Terraform Serverless.tf was used to pack the solution (available on GitHub as well):

provider "aws" {
  region = "us-east-1"

  # Make it faster by skipping something
  #skip_metadata_api_check     = true
  skip_region_validation      = true
  skip_credentials_validation = true
}

module "eventbridge" {
  source = "terraform-aws-modules/eventbridge/aws"

  create_bus = false

  rules = {
    crons = {
      description         = "Trigger for a Lambda"
      schedule_expression = "rate(1 day)"
    }
  }

  targets = {
    crons = [
      {
        name  = "lambda-loves-cron"
        arn   = module.lambda_function.lambda_function_arn
        input = jsonencode({"job": "cron-by-rate"})
      }
    ]
  }
}

module "lambda_function" {
  source = "terraform-aws-modules/lambda/aws"

  function_name = "aws-health-regular-check"
  description   = "Daily report about AWS Health events"
  handler       = "lambda_function.lambda_handler"
  runtime       = "python3.13"
  timeout       = 300

  source_path = "./src/"

  environment_variables = {
    email_from      = var.email_from
    email_to        = var.email_to
    output_bucket   = var.output_bucket_name
  }

  create_current_version_allowed_triggers = false
  allowed_triggers = {
    OneRule = {
      principal  = "events.amazonaws.com"
      source_arn = module.eventbridge.eventbridge_rule_arns["crons"]
    }
  }

   attach_policy_statements = true
   policy_statements = {
     aws_health = {
       effect    = "Allow",
       actions   = [
        "health:DescribeEventsForOrganization", 
        "health:DescribeEventDetails",
        "health:DescribeEventDetailsForOrganization",
        "health:DescribeAffectedAccountsForOrganization",
        "health:DescribeAffectedEntitiesForOrganization"
        ],
       resources = ["*"]
     },
     organizations = {
       effect    = "Allow",
       actions   = ["organizations:ListAccounts"],
       resources = ["*"]
     },
     s3 = {
       effect    = "Allow",
       actions   = ["s3:PutObject"],
       resources = ["arn:aws:s3:::${var.output_bucket_name}/*"]
     },
    ses = {
       effect    = "Allow",
       actions   = ["ses:SendRawEmail"],
       resources = [
            aws_ses_email_identity.email_from.arn, 
            aws_ses_email_identity.email_to.arn
       ]
    }
   }

  tags = {
    Name = "aws-health-regular-check"
  }
}

### An identity is a email address you use to send email through Amazon SES. Identity verification at the domain level extends to all email addresses under one verified domain identity. To verify ownership of an email address, you must have access to its inbox to open the verification email.
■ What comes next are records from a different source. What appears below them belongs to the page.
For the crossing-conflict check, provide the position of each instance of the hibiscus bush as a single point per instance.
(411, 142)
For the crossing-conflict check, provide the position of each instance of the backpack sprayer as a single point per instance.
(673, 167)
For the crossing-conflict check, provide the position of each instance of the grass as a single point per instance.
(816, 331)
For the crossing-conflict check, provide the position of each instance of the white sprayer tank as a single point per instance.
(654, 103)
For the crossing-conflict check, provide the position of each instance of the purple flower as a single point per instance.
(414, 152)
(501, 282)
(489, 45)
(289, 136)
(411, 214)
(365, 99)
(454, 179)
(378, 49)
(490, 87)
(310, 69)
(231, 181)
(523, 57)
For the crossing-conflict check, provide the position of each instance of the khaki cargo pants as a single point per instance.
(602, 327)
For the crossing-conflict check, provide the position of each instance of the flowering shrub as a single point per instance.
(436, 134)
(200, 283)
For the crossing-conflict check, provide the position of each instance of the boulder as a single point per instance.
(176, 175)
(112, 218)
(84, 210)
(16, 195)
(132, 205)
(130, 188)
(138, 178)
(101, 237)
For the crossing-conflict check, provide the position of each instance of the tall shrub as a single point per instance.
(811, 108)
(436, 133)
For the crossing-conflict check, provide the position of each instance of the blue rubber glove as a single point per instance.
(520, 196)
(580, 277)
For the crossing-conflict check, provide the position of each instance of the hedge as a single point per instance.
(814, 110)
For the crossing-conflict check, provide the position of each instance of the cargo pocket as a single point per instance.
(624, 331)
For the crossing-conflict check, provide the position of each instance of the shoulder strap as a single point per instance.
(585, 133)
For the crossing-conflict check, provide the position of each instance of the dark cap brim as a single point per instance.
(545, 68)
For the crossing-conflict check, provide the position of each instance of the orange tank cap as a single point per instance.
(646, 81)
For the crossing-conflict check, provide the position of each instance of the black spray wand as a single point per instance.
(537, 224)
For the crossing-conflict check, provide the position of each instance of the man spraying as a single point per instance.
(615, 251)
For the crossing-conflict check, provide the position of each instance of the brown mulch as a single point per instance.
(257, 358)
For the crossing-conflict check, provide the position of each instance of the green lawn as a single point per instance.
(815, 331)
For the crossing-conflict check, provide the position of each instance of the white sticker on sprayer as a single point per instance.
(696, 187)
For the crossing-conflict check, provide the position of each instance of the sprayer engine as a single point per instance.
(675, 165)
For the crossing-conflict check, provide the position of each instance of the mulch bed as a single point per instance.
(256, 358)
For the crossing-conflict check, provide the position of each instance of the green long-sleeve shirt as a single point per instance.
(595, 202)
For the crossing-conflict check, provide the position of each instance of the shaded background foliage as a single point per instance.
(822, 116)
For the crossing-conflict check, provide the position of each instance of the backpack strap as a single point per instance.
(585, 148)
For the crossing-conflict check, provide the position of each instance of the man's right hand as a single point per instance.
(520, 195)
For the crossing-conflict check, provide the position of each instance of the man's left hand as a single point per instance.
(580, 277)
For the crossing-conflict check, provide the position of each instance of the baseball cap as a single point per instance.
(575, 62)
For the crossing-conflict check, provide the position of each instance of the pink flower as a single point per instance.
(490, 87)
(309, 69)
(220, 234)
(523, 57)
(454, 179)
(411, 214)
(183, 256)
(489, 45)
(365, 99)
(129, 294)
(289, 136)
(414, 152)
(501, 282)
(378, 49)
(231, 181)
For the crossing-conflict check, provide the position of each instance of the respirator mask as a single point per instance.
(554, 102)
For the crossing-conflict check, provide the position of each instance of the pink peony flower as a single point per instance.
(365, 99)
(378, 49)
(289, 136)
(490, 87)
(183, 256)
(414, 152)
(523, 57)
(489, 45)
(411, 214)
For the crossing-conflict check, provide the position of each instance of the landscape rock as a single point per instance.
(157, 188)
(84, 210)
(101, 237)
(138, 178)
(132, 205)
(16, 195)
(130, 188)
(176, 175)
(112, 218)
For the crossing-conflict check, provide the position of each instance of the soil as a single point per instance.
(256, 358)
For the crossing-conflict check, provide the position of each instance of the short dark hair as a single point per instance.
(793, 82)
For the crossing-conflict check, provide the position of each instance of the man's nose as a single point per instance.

resource "aws_ses_email_identity" "email_from" {
  email = var.email_from
}

resource "aws_ses_email_identity" "email_to" {
  email = var.email_to
}

terraform.tfvars contains the email of the sender and receiver, which should be a real email under your control:

email_from              = "email.from@example.com"
email_to                = "email.to@example.com"
output_bucket_name      = "example-bucket"

The last two Terraform resources, “aws_ses_email_identity”, create an Amazon SES Identity. Otherwise, you would have to do it manually in the Amazon SES console:

After the Terraform apply, you will see the “Verification pending” status:

And you will receive an email on the addresses you provided for “sender” and “receiver”:

Follow the link from the email and make sure your addresses are verified in SES:

 

Result

Reports are sent every day:

If you don’t need Amazon SES for other purposes, the Sandbox mode will be enough, as we send only one email per day:

Conclusion

In this post, we looked at centralized aggregated reporting about AWS Health events for a multi-account AWS organization. Such reports are helpful for planning and carefully reacting to the scheduled AWS changes (pathing, retirements, etc.) and other notifications about AWS services.